Our Daily Bread 393: Elian Gray ‘Awkward Awe’

August 17, 2020

ALBUM REVIEW/MATT OLIVER




Elian Gray ‘Awkward Awe’
Album/14th August 2020


“We got blogs to tell us how journalism lost its essence/and Urban Outfitters are hosting ayahuasca sessions” 

 

Dystopian is too convenient a sonic description. Claustrophobia is a given. Conspiracy theorist is a bit on the nose. But there’s no doubt Elian Gray is revelling in a no man’s land just shy of pitch black. At various points referencing The Lasso, Aesop Rock, Acyde, Tinie Tempah, Ed Scissor, Riz Ahmed and Ghostpoet, Awkward Awe is music for the fibre optic generation trapped in a tangle of their own wires, relaying scenes seen through CCTV that have its lookout warning that you’re still not seeing the whole picture. It’s all-knowing, antiestablishment, reality too skewed to become fantasy, hip-hop/grime from someone with the world in the palm of his hands, whose attitude means he’s likelier to toss it back and chuckle villainously upon its implosion. His sometime involvement with the DefDFires crew makes sense as well, given the days of reckoning permanently ringed on that particular outfit’s calendar.

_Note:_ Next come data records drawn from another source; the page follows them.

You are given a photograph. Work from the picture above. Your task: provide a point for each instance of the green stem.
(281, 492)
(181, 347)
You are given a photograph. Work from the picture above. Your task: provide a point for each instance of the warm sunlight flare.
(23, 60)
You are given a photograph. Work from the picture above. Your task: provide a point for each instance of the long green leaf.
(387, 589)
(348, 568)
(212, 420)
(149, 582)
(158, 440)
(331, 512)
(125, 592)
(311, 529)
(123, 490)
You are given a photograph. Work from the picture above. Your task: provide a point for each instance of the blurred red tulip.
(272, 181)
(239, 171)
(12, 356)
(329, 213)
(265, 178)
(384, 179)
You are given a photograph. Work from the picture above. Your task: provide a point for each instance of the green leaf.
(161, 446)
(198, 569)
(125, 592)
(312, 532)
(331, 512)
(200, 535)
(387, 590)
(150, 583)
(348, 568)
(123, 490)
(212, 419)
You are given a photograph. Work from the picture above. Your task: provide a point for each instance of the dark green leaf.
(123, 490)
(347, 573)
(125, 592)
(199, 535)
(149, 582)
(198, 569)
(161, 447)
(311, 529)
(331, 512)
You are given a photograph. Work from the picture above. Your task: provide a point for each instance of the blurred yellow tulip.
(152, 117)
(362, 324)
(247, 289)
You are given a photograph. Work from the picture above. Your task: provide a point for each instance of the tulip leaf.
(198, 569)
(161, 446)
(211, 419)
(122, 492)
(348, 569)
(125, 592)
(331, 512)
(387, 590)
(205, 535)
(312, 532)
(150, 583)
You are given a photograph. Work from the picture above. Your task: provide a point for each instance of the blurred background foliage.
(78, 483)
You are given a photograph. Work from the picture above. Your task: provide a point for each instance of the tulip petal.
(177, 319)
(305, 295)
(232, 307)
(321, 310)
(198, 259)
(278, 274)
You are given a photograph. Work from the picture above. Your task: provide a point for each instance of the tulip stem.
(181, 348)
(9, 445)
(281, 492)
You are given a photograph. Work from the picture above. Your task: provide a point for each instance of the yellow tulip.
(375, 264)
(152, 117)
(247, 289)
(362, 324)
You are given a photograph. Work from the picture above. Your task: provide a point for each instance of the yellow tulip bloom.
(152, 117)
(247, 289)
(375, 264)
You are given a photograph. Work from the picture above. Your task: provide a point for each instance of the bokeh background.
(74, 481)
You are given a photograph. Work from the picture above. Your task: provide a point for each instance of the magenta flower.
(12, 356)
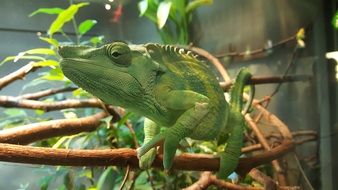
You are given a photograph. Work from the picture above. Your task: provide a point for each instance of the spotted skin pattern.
(171, 87)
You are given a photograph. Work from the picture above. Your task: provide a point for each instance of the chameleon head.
(115, 73)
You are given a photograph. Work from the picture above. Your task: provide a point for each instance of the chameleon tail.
(236, 101)
(230, 157)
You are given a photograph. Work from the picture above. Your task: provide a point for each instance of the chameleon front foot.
(146, 160)
(170, 144)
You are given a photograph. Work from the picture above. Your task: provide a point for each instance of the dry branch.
(10, 101)
(44, 93)
(268, 80)
(265, 144)
(16, 75)
(37, 131)
(257, 175)
(125, 156)
(207, 179)
(257, 52)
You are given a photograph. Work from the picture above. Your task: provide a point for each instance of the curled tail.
(236, 123)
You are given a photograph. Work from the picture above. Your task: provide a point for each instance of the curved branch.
(10, 101)
(44, 93)
(16, 75)
(37, 131)
(126, 156)
(208, 179)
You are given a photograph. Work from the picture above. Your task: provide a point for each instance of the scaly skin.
(167, 85)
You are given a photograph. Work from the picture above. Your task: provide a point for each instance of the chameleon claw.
(166, 171)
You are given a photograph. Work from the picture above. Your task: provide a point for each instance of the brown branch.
(212, 59)
(257, 175)
(37, 131)
(207, 179)
(125, 156)
(16, 75)
(268, 80)
(256, 52)
(264, 143)
(10, 101)
(44, 93)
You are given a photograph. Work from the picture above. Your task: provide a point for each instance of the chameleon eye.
(119, 53)
(116, 54)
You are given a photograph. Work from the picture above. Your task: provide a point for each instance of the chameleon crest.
(171, 87)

A dry, beady-eyed delivery made spiteful when at full speed/spiked by microphone distortion, is further enhanced when it drops down into skulking, night vision reportage (the aromatic ‘Mango Lassi’) and mounts a throne while predicting death by screen burn with a quiet relish. ‘Haters Will Say Its Photoshop’ proclaims, without a hint of irony, “with this access to boundless information/I’m sat in my pants, on my phone, judging strangers”. Gray’s occasional, intentional running into dead ends nicely sums up society’s mindset of misaligning deeds and thoughts. Thing is, some of his rhymes are so biting that they sound ideal for a hipster to scrawl across an overpriced tote bag. Maybe Gray has been burned by the lifestyle he now admonishes, or is inexplicably trying to bring civilisation down from the inside while the oblivious keep calm and carries on. Virtually praying by candlelight on ‘Awe’ while fallen angels read their own last rites, Gray is dismissive of the vulnerability he can show (“I’ve been so afraid of love it’s made me bitter inside”) – the world order will flippantly take care of that particular caveat anyway, citing the fact that everyone’s made their bed, so all’s left is to lie in it.

 

“It’s no secret the world’s outgrown its own leaders/yet I can’t help feeling our defects might go deeper” 

 

Interrupted beats, of broken, backfiring connections to trip hop, are all digital oil drum fires and London wastelands with irregular electronic heartbeats, infrequently flashing back to slick moments in time akin to a black box recorder spewing out something pertinent. The thoroughfare ‘Mary J Poppins’ allocates time to get your head together, and ‘Meanwhile’ surprises with its bursts of glam rock guitar. The restored glamour of ‘High Art’, and ‘Leonards Got Bars’, occupy life at the sharp end – or at least live with the idea of doing so – the latter in particular nut-shelling the fallout of high def beats and alternations between the balance of ignorance and bliss. ‘Another T Shirt’, trap booms grappling with blinking 8-bit neon and a lone songstress wailing, is Gray developing an Infinite Livez incision, but burying the slapstick with a cold stare and trigger temper, cultivated and remaining coiled since the rooftop shouts of opening track ‘Awkward’ give a momentary impression of just another loudmouth shooting their five minute shot.

In these current times – and that includes the stick-to-the-sheets temperatures of late – there’s no better soundtrack, and Awkward Awe becomes more and more a perfect description of Gray’s caustic detailing. Throughout he is undeniably passionate and articulate, but as on ‘Pisces’, able to tear down the façade of life, the universe and everything without breaking stride, not looking to gain constituents and not particularly caring whether you take his word as gospel. It’s hard to argue with the logic that “once the lie detector detected itself lying/the polygraph it seems is not without a sense of irony”. And with the world showing no signs of doing anything other than going through the motions, Gray won’t be short of work anytime soon.

His is an inner circle operating as a force field keeping out the rabble, so good luck trying to offer your admiration: even his most amplified call-to-arms, ‘Come Down with Me’, isn’t an entirely convincing statement of brotherly love. Sharpen the scalpel for repeated dissection of Gray’s 50 shades of antipathy.